P2P Through Firewalls

Text of interview by Anonymous Coward · 2004-11-23 06:39 · Score: 5, Informative

p2pnet.net News:- Freenet author Ian Clarke is developing Dijjer, a new open source p2p content distribution tool, and he's looking for people to test drive it before it goes online in beta.

"Dijjer is a peer-to-peer HTTP cache, designed to allow the distribution of large files from Web servers while virtually eliminating the bandwidth cost to the file's publisher," he told p2pnet.

"Dijjer is designed to be simple, elegant, and to cleanly integrate with existing applications where possible. Dijjer uses "UDP hole punching" to allow it to operate from behind firewalls without any need for manual reconfiguration.

"Dijjer's distributed and scalable content distribution algorithm is inspired by Freenet."

Below is a brief Q&A.

p2pnet: When did you start working on this?

Clarke: Several months ago. It's hard to pinpoint a specific time because it's a combination of a variety of ideas that have been at the back of my mind for quite some time.

p2pnet: What prompted you?

Clarke: Dissatisfaction with apps like BitTorrent, and a desire to demonstrate that the ideas behind Freenet could be applied to solve other problems.

p2pnet: When do you expect (hope) it'll be completed?

Clarke: Well, I'm sure that development will continue for quite some time, but I hope to release a beta version in four to eight weeks that will be suitable for large-scale adoption.

p2pnet: Who do you see as the principle users?

Clarke: Anyone who needs to distribute large files to large numbers of people but who can't afford to pay for the bandwidth that this would normally require.

The download site says features include:

"No Firewall configuration
With many P2P applications you must reconfigure your firewall to get the most out of them. Not so with Dijjer, we use state-of-the-art "NAT2NAT" techniques to get the most out of your internet connection without any reconfiguration.

"Sequential downloads
If you tried to download a video through Dijjer you may have noticed that you could start watching the video before the download completed.
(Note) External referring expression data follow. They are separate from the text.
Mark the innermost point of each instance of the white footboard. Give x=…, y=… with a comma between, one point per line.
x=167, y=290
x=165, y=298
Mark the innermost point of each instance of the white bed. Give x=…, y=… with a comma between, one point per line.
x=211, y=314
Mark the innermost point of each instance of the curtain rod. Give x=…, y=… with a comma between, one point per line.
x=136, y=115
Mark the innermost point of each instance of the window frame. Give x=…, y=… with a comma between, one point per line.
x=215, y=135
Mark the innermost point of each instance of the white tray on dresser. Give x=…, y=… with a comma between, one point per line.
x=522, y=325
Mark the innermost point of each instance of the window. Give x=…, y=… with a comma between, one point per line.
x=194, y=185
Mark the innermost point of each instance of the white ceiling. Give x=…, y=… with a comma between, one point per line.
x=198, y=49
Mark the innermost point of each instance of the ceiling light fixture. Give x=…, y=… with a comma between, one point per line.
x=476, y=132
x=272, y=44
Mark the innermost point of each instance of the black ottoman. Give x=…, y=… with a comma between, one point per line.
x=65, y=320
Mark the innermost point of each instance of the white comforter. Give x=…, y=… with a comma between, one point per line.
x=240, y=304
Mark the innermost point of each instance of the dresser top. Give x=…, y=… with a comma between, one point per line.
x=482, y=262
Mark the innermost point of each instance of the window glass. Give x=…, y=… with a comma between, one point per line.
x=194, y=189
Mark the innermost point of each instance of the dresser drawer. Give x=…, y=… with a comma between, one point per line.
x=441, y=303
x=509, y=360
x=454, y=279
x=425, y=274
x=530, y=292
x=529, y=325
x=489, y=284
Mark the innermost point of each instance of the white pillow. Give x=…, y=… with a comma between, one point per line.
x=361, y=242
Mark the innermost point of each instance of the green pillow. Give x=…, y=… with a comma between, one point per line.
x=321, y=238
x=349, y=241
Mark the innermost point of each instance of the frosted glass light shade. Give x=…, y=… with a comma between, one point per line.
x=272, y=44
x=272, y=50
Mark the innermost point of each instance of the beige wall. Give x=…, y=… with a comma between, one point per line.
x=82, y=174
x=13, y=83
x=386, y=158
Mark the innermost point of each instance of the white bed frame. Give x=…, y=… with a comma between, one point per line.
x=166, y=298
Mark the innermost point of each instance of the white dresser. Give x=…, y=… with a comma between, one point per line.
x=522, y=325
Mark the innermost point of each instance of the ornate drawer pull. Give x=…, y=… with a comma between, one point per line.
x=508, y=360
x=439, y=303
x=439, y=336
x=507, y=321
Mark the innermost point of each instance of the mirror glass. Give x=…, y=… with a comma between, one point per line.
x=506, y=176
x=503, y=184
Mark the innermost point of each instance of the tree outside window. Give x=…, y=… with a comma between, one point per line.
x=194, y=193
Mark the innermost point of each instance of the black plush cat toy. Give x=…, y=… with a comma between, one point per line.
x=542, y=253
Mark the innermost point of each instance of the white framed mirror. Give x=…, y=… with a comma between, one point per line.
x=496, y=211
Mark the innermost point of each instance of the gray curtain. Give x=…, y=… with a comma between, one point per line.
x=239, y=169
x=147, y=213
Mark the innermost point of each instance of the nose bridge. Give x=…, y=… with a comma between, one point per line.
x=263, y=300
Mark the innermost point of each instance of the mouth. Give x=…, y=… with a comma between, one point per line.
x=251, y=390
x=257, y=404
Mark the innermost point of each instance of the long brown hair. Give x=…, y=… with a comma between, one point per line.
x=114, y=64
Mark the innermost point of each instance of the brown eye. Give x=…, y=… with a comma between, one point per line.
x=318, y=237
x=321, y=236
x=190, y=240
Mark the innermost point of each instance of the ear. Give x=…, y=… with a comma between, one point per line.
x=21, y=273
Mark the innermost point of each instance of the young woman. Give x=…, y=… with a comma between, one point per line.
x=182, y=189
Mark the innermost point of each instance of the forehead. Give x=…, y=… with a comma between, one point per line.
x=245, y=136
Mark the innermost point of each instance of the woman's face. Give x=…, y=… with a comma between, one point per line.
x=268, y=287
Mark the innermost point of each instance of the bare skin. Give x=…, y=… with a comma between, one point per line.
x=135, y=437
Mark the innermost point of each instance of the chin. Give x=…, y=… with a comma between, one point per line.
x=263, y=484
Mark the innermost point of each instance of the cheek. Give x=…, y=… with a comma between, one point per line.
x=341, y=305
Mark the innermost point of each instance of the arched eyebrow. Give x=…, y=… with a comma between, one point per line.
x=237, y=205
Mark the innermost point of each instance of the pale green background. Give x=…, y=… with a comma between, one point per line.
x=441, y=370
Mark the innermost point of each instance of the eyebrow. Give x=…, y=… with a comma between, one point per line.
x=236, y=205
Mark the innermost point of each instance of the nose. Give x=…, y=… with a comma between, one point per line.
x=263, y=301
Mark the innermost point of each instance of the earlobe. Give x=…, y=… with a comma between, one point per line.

This is because Dijjer behaves like a web server, pieces of a file are download in-order and fed to your web browser when they arrive, allowing your browser to start displaying content before it has completely downloaded.

"No "Tracker" necessary, works with virtually any URL
This is a big one, Dijjer will work with almost any direct URL, the content publisher doesn't need to lift a finger - they may not even realise that people are using Dijjer to save their bandwidth costs!

"Cross platform and native compilable
Dijjer is implemented in Java, meaning that it will run on Windows, Linux, and Macs. Those who don't wish to install the Java Runtime Environment (JRE) will be pleased to note that Dijjer can be compiled with the GNU Compiler for Java (JCJ) to native code thus eliminating the need for a JRE. Native compiled versions of Dijjer will be available from this site in due course.

"Free as in Speech
Dijjer will be released under the GNU Public License.

"No cumbersome clients
Dijjer downloads through your web browser or preffered HTTP download application. You don't need to learn to use yet another P2P client user interface.

"Advanced scalable distributed caching algorithm
Dijjer uses a highly scalable distributed caching algorithm inspired by Freenet. This will allow it to deliver faster download speeds while placing less burden on the web server, and will be better able to handle sudden increases in demand for content."

"Now all I need are some people to help me test it,"says Clarke.

Re:Reliable... udp... transfers? by Anonymous Coward · 2004-11-23 06:44 · Score: 5, Informative

TCP has slow start / back-off retransmit problems that for long transfers over links with some packet loss can cause it to not fully use the pipe.

Most modern UDP transfer systems use NACKing, where the receiver just tells the sender if it didn't get a packet (the packets are numbered sequentially) and that it should put it in the retransmit queue. The sender just goes about it's business spewing out packets until it's informed the receiver didn't get one.

bittorrent behind a firewall by ArbitraryConstant · 2004-11-23 06:44 · Score: 5, Informative

I have bittorrent behind my firewall. Rather than statically allowing ports, I set up a "torrent" user, and told the firewall to let it listen for connections. This also has two beneficial side effects. First, if there's an arbitrary code vulnerability, an attacker can be somewhat contained. Second, bittorrent doesn't always use the common range of ports, so prioritizing by port is problematic. Having a seperate user lets me throttle the bittorrent connections so that interactive traffic has priority.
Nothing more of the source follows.